If a crosswalk table is supplied, variables are selected based on the variables listed for each survey in the crosswalk, and variable names can optionally be harmonized using 'var_name_target'.
This function replaces the deprecated helpers [subset_waves()] and [subset_save_surveys()].
Usage
subset_surveys(
survey_list,
survey_paths = NULL,
rowid = "rowid",
subset_name = "subset",
subset_vars = NULL,
crosswalk_table = NULL,
import_path = NULL,
export_path = NULL
)
subset_waves(waves, subset_vars = NULL)
subset_save_surveys(
crosswalk_table,
subset_name = "subset",
survey_list = NULL,
subset_vars = NULL,
survey_paths = NULL,
import_path = NULL,
export_path = NULL
)
Arguments
survey_list |
A list of survey objects created by [read_surveys()]. If 'NULL', surveys are read from disk. |
survey_paths |
A character vector of full file paths to survey files.

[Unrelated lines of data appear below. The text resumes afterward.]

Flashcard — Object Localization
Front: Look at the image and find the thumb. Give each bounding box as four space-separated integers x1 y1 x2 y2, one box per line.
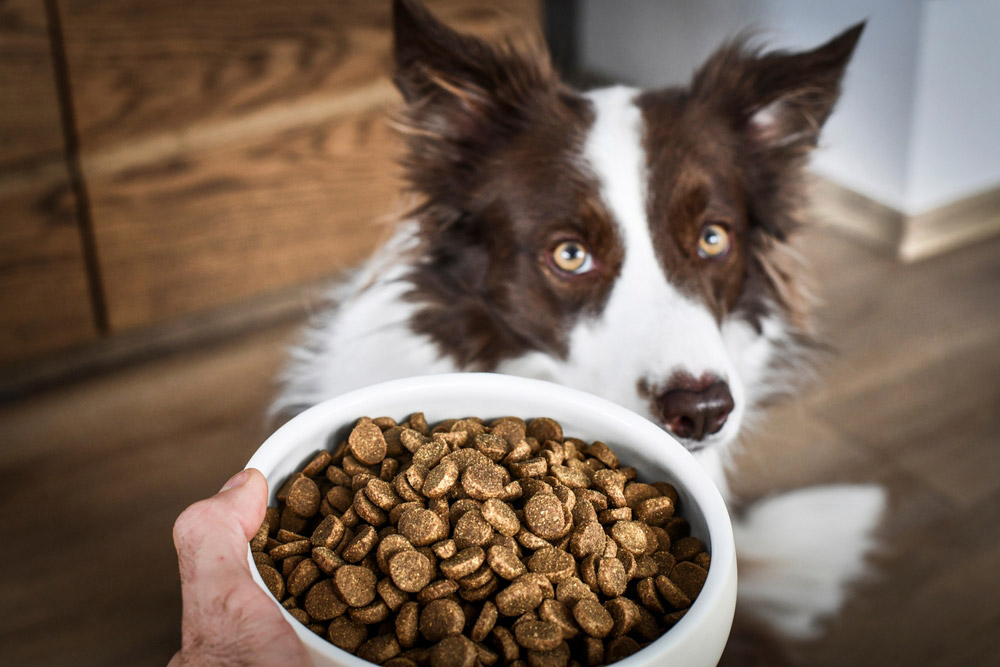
174 468 267 610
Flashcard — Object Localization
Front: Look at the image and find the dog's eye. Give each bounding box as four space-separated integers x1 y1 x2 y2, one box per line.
552 241 594 275
698 222 730 259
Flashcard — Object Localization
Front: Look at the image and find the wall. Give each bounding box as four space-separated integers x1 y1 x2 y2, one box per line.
580 0 1000 215
907 0 1000 211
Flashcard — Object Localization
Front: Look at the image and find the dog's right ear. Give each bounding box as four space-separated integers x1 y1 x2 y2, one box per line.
392 0 555 155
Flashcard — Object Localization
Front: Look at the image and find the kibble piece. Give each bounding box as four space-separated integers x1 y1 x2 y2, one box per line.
302 579 347 621
257 565 285 600
365 474 401 512
514 621 563 651
345 419 387 469
573 598 615 639
397 509 448 547
395 602 420 648
528 547 576 583
340 526 378 563
569 520 606 558
333 568 376 607
538 596 579 639
555 577 597 608
375 577 410 611
375 533 413 574
611 521 646 554
469 602 499 642
428 635 479 667
439 546 486 587
358 635 400 665
597 558 628 597
417 579 458 604
634 496 674 526
604 597 639 637
670 562 708 600
584 442 621 469
309 514 344 549
326 486 354 512
486 544 528 579
286 558 323 595
480 498 521 537
495 581 542 616
670 536 705 560
654 574 691 609
462 463 506 500
452 510 493 549
431 538 458 559
510 457 549 478
490 625 521 664
347 600 389 625
524 493 566 539
420 459 458 498
326 616 368 653
389 550 434 593
526 417 563 442
420 599 465 642
285 477 320 517
473 433 511 462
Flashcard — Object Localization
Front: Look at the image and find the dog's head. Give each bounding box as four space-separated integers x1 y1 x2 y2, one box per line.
394 0 862 449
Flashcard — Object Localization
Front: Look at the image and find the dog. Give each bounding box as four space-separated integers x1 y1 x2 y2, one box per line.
275 0 885 656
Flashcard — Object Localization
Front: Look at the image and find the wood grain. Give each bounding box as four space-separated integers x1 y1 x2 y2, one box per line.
54 0 538 332
0 0 96 367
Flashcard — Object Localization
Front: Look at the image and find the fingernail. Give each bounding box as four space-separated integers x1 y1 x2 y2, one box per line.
219 469 250 493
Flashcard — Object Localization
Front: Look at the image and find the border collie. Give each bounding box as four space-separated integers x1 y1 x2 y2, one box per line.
275 0 884 656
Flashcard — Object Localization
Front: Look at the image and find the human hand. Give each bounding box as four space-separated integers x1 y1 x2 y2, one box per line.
168 468 311 667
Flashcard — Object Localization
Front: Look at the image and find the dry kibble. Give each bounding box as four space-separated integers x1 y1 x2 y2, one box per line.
420 599 465 642
486 544 528 579
429 635 479 667
670 562 708 600
524 493 566 539
469 602 499 642
285 477 320 517
333 568 377 607
495 581 542 616
439 546 486 586
573 598 615 639
347 419 387 465
420 459 458 498
514 620 563 651
258 413 711 667
257 565 285 600
398 509 448 547
480 498 521 537
302 579 347 621
396 602 420 648
326 616 368 653
358 635 400 665
389 550 434 593
462 463 505 500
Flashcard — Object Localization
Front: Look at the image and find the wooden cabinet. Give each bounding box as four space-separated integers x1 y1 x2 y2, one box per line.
0 0 540 370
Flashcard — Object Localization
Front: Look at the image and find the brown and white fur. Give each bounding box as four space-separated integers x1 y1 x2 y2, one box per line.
276 0 884 656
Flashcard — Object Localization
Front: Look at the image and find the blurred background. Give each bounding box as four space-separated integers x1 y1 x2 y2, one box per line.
0 0 1000 666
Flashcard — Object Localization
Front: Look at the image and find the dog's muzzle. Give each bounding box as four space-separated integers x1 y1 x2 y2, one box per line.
656 378 735 440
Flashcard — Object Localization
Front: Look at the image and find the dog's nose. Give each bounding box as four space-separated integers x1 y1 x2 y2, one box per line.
656 380 735 440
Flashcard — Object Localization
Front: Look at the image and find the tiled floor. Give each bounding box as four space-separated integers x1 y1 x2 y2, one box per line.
0 232 1000 667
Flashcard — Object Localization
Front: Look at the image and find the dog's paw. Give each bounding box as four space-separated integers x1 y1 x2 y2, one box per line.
733 485 886 639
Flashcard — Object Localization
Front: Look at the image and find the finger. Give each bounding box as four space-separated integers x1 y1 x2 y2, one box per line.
174 468 267 607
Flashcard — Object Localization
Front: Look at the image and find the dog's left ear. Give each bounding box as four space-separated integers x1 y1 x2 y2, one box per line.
692 22 865 152
392 0 555 145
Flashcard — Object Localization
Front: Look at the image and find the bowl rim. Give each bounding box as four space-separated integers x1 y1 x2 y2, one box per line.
246 372 736 667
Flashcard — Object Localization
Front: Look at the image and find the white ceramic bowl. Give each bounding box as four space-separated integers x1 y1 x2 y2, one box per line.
247 373 736 667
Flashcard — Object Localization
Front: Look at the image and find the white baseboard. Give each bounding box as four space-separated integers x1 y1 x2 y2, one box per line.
809 176 1000 262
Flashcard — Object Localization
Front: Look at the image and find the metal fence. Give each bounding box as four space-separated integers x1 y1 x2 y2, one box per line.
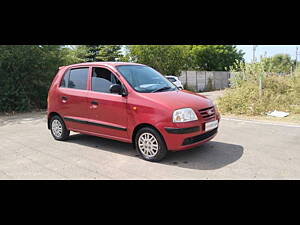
179 71 232 91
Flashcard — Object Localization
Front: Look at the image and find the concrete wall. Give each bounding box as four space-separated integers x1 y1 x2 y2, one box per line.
179 71 231 91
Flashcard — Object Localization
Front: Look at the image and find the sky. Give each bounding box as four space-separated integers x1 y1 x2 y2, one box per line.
237 43 300 62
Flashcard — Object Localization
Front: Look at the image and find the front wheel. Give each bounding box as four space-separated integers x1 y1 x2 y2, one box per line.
135 127 168 162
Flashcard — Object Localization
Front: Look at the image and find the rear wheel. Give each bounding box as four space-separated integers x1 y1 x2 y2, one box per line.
135 127 168 162
50 116 70 141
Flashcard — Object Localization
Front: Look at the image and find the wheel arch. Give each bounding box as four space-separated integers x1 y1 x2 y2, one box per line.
47 112 63 130
131 123 165 148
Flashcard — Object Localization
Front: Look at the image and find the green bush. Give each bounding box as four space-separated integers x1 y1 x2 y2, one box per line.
217 59 300 115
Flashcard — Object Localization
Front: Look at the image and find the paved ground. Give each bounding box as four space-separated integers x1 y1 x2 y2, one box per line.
0 91 300 179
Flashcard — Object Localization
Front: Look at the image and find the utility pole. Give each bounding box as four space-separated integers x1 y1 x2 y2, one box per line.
252 45 257 63
295 46 299 70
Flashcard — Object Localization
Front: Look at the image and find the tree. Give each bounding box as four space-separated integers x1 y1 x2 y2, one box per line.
126 45 188 76
74 45 122 62
190 45 244 71
261 54 295 74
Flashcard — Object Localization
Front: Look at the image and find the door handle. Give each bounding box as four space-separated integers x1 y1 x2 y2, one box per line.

Used when 'survey_list' is 'NULL'. |
rowid |
Name of the unique observation identifier column. Defaults to '"rowid"'. |
subset_name |
Character string appended to filenames of subsetted surveys. Defaults to '"subset"'. |
subset_vars |
Character vector of variable names to retain. If 'NULL', all variables are retained. |
crosswalk_table |
Optional crosswalk table created with [crosswalk_table_create()]. If supplied, variables are selected per survey based on 'var_name_orig', and variable names may be harmonized using 'var_name_target'. |
import_path |
Optional directory containing survey files. Used to resolve filenames when subsetting from disk. |
export_path |
Optional directory where subsetted surveys are saved as '.rds' files. If 'NULL', surveys are returned in memory. |
waves |
A list of surveys imported with [read_surveys()]. |
Details
The function supports multiple workflows:
* **In-memory subsetting** using 'survey_list' * **File-based subsetting** using 'survey_paths' or 'import_path' * **Crosswalk-driven subsetting**, where variables are selected per survey using a crosswalk table created by [crosswalk_table_create()]
If 'export_path' is provided, subsetted surveys are written to disk as '.rds' files. Otherwise, subsetted surveys are returned in memory.
Value
Either: * a list of subsetted survey objects (if 'export_path = NULL'), or * a character vector of filenames written to 'export_path'.
See Also
[crosswalk_table_create()], [harmonize_survey_variables()], [read_surveys()]
Examples
examples_dir <- system.file("examples", package = "retroharmonize")
survey_files <- dir(examples_dir, pattern = "\\.rds$")
surveys <- read_surveys(
file.path(examples_dir, survey_files),
export_path = NULL
)
subset_surveys(
survey_list = surveys,
subset_vars = c("rowid", "isocntry", "qa10_1", "qa14_1"),
subset_name = "example_subset"
)
Create a survey data frame
Description
Store the data of a survey in a tibble (data frame) with a unique survey identifier, import filename, and optional document object identifier.
Usage
survey(object = data.frame(), id = "survey_id", filename = NULL, doi = NULL)
is.survey(object)
## S3 method for class 'survey'
summary(object, ...)
Arguments
object |
A tibble or data frame that contains the survey data. |
id |
A mandatory identifier for the survey. |
filename |
The import file name. |
doi |
Optional document object identifier (doi), can be omitted. |
... |
Arguments passed to summary method. |
Details
Whilst you can create a survey object with this helper function, it is most likely that
you will receive it with an importing function, i.e.
read_rds, read_spss read_dta, read_csv or
their common wrapper read_survey.
Value
A tibble with id, filename, doi
metadata information.
See Also
Other importing functions:
is.survey_df()
Examples
example_survey <- survey(
object = data.frame(
rowid = 1:6,
observations = runif(6)
),
id = "example",
filename = "no_file"
)
Validate harmonize_labels parameter Check if "from", "to", and "numeric_values" are of equal lengths.
Description
Validate harmonize_labels parameter Check if "from", "to", and "numeric_values" are of equal lengths.
Usage
validate_harmonize_labels(harmonize_labels)
Convert labelled missing values to NA
Description
Internal helper used by numeric summary methods to replace SPSS-style missing values with 'NA'.
Usage
vec_convert_na(x)
Arguments
x |
A labelled survey vector. |
Value
A numeric vector with missing values converted to 'NA'.